In Kennard v. Means Industries, Incorporated, Case No. 13-1911 (6th Cir. 2014) (Unpublished), the plaintiff, Kyle Kennard (“Kennard”), was appealing the district court’s adverse judgment on his claim for disability retirement benefits from his former employer under ERISA.
In this case, Kennard had operated machines for his employer, Means Industries, Inc. (“Means”) until 1990 when he inhaled fumes from a chemical spill, severely injuring his lungs and rendering him ultra-sensitive to noxious fumes. As a result, his treating physician imposed a lifelong restriction that he work only in a clean-air environment. Means provided Kennard a clean-air environment to perform clerical work from March 1992 until 2006. However, fumes from perfume and candles in that area would shorten Kennard’s breath and require him to leave work. Kennard stopped working at Means in 2006.

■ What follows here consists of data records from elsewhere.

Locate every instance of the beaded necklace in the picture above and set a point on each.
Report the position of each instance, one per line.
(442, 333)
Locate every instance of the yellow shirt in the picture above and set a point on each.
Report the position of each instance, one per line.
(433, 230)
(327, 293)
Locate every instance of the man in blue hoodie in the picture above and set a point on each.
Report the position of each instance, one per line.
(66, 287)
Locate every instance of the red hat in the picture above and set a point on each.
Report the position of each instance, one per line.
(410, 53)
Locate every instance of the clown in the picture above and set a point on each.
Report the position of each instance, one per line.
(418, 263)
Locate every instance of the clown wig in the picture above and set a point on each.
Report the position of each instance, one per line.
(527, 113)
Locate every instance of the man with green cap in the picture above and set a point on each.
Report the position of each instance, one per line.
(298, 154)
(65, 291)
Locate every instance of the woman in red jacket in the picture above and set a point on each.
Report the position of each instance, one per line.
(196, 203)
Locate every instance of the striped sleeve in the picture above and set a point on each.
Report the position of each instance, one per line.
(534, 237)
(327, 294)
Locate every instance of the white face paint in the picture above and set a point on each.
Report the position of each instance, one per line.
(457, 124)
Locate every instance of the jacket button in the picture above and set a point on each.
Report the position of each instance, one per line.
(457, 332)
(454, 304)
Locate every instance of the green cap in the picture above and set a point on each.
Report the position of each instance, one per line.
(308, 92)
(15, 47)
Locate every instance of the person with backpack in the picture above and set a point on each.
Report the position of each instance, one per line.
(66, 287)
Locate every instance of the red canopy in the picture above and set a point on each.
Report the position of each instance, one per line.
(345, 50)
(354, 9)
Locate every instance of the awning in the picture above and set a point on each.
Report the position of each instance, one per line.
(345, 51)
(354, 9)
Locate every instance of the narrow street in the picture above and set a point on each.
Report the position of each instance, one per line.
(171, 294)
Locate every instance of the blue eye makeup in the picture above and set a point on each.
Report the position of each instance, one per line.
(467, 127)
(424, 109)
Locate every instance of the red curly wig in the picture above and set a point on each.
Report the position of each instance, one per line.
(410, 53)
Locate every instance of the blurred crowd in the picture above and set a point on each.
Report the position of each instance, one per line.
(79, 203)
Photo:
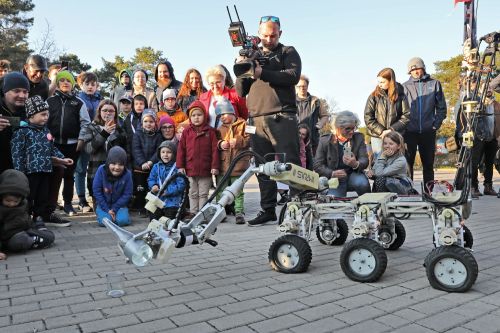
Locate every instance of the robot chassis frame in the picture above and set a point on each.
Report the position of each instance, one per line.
(450, 266)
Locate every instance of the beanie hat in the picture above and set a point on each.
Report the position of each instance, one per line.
(169, 93)
(224, 107)
(15, 80)
(35, 105)
(170, 145)
(14, 182)
(65, 75)
(415, 63)
(116, 155)
(166, 120)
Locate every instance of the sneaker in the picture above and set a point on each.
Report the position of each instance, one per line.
(57, 221)
(69, 210)
(269, 215)
(240, 218)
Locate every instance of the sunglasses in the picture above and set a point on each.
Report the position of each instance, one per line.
(270, 18)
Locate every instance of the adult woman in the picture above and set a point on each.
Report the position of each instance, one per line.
(342, 155)
(102, 134)
(386, 109)
(216, 77)
(191, 89)
(140, 78)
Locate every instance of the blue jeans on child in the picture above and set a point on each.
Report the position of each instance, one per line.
(122, 217)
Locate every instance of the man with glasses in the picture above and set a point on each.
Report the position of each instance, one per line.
(272, 109)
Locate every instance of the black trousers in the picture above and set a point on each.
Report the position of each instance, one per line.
(425, 142)
(39, 195)
(275, 134)
(488, 149)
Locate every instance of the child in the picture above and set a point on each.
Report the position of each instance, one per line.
(171, 108)
(33, 153)
(232, 140)
(391, 169)
(112, 188)
(88, 85)
(17, 231)
(197, 155)
(144, 155)
(164, 169)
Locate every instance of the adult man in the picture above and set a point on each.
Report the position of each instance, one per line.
(427, 112)
(13, 95)
(311, 112)
(272, 109)
(34, 69)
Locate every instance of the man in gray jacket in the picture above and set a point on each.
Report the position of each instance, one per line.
(427, 112)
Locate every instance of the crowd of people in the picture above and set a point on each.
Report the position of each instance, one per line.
(56, 130)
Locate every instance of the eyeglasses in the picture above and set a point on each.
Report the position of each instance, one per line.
(270, 18)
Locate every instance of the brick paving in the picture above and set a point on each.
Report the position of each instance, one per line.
(231, 288)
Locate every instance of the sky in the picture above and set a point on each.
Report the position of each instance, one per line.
(342, 44)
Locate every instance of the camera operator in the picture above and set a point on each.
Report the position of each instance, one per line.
(272, 109)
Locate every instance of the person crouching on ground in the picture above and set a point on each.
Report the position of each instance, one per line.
(18, 233)
(163, 170)
(112, 188)
(342, 154)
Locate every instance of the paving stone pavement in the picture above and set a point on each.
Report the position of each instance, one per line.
(231, 288)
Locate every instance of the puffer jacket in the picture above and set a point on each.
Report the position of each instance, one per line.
(32, 149)
(327, 154)
(226, 132)
(381, 114)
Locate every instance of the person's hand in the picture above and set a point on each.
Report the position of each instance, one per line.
(339, 174)
(3, 123)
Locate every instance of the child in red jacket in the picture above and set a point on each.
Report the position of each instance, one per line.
(197, 155)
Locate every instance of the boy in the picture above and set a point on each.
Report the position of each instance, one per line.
(232, 140)
(33, 153)
(163, 170)
(17, 231)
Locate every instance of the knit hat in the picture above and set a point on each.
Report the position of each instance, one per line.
(166, 120)
(224, 107)
(14, 182)
(15, 80)
(65, 75)
(169, 93)
(35, 105)
(170, 145)
(415, 63)
(116, 155)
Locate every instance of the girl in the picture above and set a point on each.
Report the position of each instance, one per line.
(197, 155)
(391, 169)
(113, 188)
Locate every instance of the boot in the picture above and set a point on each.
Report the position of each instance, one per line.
(489, 190)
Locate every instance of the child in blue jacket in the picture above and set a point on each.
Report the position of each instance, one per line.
(113, 188)
(164, 169)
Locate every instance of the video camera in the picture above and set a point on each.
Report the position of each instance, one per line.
(250, 48)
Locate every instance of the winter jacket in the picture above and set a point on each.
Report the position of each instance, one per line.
(427, 104)
(91, 102)
(32, 149)
(327, 154)
(172, 195)
(197, 151)
(112, 194)
(381, 114)
(226, 132)
(313, 114)
(68, 116)
(98, 142)
(144, 146)
(274, 91)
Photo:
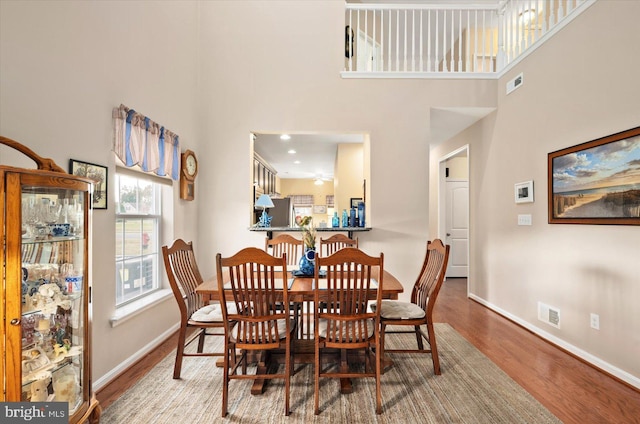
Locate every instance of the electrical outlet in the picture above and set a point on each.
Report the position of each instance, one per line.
(524, 219)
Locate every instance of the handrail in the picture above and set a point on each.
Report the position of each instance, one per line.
(448, 40)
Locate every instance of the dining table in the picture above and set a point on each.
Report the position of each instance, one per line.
(301, 293)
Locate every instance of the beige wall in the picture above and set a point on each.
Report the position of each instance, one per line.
(64, 68)
(566, 99)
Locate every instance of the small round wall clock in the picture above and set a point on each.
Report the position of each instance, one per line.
(189, 170)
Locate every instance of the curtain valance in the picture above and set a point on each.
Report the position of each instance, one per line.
(147, 144)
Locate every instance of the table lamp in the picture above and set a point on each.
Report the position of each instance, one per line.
(264, 201)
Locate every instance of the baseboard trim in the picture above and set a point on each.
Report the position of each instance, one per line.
(575, 351)
(123, 366)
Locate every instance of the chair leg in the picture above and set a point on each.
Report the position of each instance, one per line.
(287, 380)
(316, 392)
(203, 333)
(378, 358)
(434, 348)
(225, 378)
(179, 352)
(419, 337)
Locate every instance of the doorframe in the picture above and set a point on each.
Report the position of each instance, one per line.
(442, 204)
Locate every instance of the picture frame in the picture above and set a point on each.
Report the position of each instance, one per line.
(99, 174)
(524, 192)
(597, 182)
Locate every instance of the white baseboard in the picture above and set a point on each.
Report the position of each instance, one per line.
(586, 356)
(108, 377)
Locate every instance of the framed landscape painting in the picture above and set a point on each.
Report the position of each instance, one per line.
(597, 182)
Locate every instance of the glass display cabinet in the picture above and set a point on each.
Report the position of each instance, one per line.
(46, 294)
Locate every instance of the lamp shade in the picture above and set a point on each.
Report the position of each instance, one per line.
(264, 201)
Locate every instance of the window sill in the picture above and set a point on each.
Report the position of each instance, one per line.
(132, 309)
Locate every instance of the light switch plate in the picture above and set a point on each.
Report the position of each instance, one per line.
(524, 219)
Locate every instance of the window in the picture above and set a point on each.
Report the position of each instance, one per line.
(138, 223)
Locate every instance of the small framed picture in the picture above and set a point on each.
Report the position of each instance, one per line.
(319, 209)
(524, 192)
(97, 173)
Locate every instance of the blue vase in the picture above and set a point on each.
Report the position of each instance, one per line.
(308, 261)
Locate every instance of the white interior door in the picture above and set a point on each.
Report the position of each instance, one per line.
(457, 227)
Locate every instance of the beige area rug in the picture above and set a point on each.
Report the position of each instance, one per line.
(471, 389)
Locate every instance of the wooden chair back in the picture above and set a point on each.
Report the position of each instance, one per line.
(285, 244)
(342, 317)
(336, 242)
(352, 281)
(256, 282)
(427, 286)
(184, 276)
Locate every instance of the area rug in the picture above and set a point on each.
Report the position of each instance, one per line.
(471, 389)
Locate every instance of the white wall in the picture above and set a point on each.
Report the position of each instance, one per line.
(566, 99)
(63, 66)
(215, 71)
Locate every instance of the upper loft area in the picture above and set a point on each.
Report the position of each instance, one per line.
(479, 39)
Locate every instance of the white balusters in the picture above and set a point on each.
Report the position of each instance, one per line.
(447, 38)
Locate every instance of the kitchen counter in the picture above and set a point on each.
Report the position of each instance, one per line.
(271, 230)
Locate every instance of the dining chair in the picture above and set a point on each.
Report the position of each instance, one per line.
(336, 242)
(255, 282)
(342, 318)
(419, 311)
(184, 276)
(285, 243)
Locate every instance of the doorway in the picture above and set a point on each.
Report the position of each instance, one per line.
(453, 201)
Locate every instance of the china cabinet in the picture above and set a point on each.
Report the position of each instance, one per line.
(46, 292)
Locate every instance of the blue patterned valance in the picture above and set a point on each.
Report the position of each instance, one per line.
(140, 141)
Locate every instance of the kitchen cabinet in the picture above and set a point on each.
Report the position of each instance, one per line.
(46, 292)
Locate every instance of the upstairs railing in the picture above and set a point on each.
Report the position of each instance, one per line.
(428, 40)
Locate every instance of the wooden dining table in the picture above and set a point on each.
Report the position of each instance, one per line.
(301, 291)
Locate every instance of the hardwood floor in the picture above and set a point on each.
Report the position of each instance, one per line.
(572, 390)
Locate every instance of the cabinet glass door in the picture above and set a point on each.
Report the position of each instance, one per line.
(53, 250)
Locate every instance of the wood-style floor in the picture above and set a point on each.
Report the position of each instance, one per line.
(572, 390)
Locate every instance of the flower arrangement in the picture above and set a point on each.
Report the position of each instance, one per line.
(308, 232)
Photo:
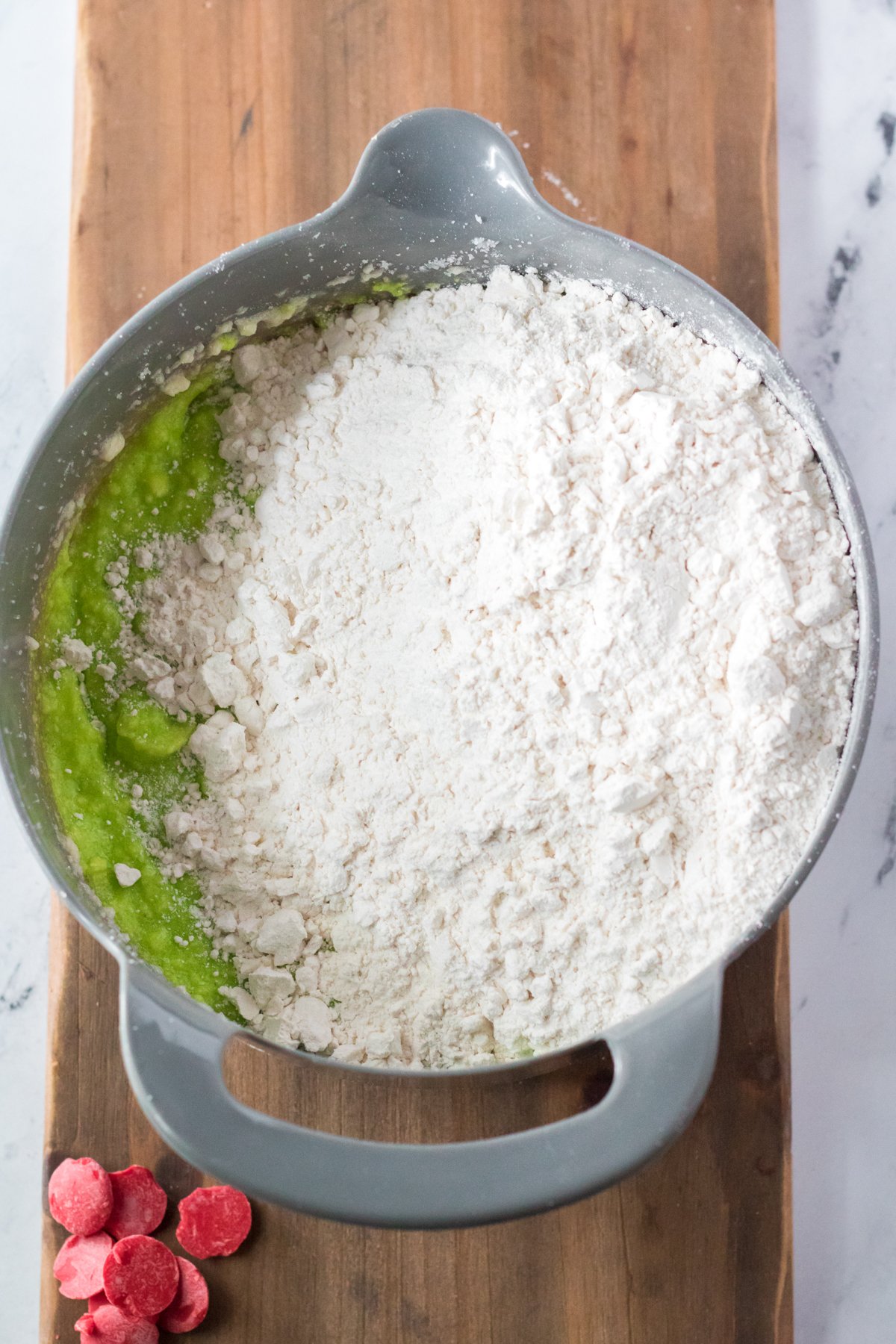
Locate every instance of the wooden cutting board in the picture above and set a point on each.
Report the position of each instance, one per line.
(202, 124)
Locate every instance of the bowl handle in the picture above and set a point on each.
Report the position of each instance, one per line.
(444, 164)
(172, 1050)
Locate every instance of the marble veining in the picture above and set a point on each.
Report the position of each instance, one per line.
(837, 155)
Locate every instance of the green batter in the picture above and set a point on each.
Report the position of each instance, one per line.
(100, 738)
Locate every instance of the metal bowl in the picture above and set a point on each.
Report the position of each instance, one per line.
(429, 186)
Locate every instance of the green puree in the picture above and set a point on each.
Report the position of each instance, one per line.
(100, 738)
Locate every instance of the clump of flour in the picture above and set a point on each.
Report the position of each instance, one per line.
(524, 682)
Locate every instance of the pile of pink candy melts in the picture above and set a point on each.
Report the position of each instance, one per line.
(134, 1285)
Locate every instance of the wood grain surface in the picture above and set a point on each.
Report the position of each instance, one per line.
(202, 124)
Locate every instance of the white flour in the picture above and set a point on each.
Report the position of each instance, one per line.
(531, 670)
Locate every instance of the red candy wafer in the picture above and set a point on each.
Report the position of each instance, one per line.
(78, 1266)
(139, 1202)
(111, 1325)
(80, 1195)
(191, 1301)
(214, 1221)
(101, 1300)
(140, 1276)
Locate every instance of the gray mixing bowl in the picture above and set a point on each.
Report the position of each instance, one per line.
(428, 190)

That same year, Kennard successfully applied for disability benefits from the Social Security Administration (“SSA”). SSA’s written decision detailed his disability. SSA decision in hand, Kennard next sought disability retirement benefits under Means’s ERISA-governed group insurance policy (the “Plan”). The Plan entitles an employee to benefits “if he has been totally disabled by bodily injury or disease so as to be prevented thereby from engaging in any occupation or employment for remuneration or profit, and which condition constitutes total disability under the federal Social Security Act.” Means’s plan further conditions benefits on an assessment by its chosen physician that the disability be permanent. Based on its physician’s reports, Means’s Plan Administrator denied Kennard’s request for benefits in a February 2010 letter and this suit ensued The district court granted Mean’s motion to affirm the Plan Administrator’s decision. Kennard appeals.
In analyzing the case, the Sixth Circuit Court of Appeals (the “Court”) found the employer’s decision to deny the benefits to be arbitrary and capricious, and reversed the district court’s decision. Why? The Court concluded that, upon a close reading of the medical reports, it rejected the district court’s conclusion that those reports support the Plan Administrator’s decision that Kennard can “engag[e] in any occupation or employment.” A valid denial of benefits premised on those reports would need to include evidence of the existence of absolute-clean-air jobs available to Kennard. The SSA found (and Means does not dispute) that “there are no jobs in the national economy that Kennard could perform.” Though the Plan Administrator was not required to seek out vocational evidence, or to apply the SSA’s legal standard for disability, Means’s Plan Administrator needed to ground its decision on a reasoned explanation, which it did not. The Court remanded the case back to the district court, with instructions to award Kennard his disability retirement benefit.